The world of retail is quickly spreading across channels. Customer touch points are growing – they now include the physical store, web, mobile, catalogue, phone orders, partner sales (such as in flight duty free shopping) and vending machines. Retailers want to strengthen these channels. But it is not easy. There are two distinct issues here: the first is improving sales across channels and the second is maintaining consistent communication with the customer across channels. How large is the impact of a good omni-channel strategy that uses Big Data to deal with both issues? An Economist Intelligence Unit (EIU) study commissioned by Wipro called The Data Storm: Retail and the big data revolution points to the benefits of using Big Data. More than half the respondents in the study (54%) said that Big Data brought gains in multi-channel sales and made multi-channel customer tracking and management more profitable (52%). But the real benefits of an omni-channel strategy accrue from the ability to communicate and create deeper engagement and build stronger relationships with the customer rather than provide more options to buy.
In the EIU study, 38% of respondents agreed that managing differing pricing and margin strategies over varying channels is a major headache. This means that over a third of retailers are unable to communicate and interact coherently and consistently with customers across channels. The outcome is confusion in the customer’s mind, erosion of customer loyalty and declining sales. Clearly, there is a need to step beyond commerce and urgently focus on omni-channel communication capabilities.
The reason for the inconsistent communication is not difficult to deduct. Poor channel integration is at the core. Our study revealed that only 38% retailers had integrated their online and offline sales targets and budgets to reflect how customers now shop in a multi-channel world. Edgell Knowledge Network, a retail research network, has found that retailers themselves estimate that a lack of cross-channel capability can lower sales by 4.5%.
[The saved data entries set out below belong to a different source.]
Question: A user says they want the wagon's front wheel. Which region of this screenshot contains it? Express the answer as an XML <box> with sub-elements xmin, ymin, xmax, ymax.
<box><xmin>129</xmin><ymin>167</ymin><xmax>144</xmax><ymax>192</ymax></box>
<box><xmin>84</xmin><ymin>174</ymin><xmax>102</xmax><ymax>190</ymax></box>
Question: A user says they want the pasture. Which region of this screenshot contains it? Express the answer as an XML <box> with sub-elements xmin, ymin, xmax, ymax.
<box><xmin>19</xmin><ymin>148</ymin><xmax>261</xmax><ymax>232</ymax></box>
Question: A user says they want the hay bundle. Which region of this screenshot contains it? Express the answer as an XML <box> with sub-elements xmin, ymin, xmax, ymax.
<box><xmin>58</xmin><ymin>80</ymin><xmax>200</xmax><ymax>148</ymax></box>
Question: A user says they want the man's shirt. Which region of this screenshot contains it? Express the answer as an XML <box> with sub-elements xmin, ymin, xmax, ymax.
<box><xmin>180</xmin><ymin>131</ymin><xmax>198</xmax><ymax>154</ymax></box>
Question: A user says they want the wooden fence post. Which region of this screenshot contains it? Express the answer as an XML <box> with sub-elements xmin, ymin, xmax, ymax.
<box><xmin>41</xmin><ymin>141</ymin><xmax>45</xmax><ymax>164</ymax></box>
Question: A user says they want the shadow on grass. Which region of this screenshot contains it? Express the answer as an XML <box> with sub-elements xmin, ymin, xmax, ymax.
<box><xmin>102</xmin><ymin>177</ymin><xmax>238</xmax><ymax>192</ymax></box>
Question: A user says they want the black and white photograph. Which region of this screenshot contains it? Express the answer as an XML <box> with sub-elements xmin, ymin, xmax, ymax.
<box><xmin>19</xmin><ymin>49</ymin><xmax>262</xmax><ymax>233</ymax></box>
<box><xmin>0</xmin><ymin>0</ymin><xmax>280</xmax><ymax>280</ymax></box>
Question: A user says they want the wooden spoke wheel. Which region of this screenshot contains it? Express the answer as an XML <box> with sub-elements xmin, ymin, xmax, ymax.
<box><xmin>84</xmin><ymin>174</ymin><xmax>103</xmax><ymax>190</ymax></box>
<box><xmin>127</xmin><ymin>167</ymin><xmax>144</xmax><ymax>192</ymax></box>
The issue of communication across channels is compounded by the fact that with the proliferation of social media, communication is two way. There is greater interaction with the customer across channels. It is hardly surprising then to find that retailers are changing their communication strategy. American fashion retailer Nordstrom recently released its new fashion catalogue on Pinterest (Nordstrom then placed signs in its brick and mortar stores telling customers to look up the online catalogue for the latest designs). Customers didn’t only look up the online catalogue; they also had the opportunity to share their opinion about the designs with their online communities – thus becoming Nordstrom brand advocates.
Retailers need to wake up to the fact that an omni-channel presence is not only about sales – it is about growing the brand, improving relationships and, importantly, building trust. What do you think??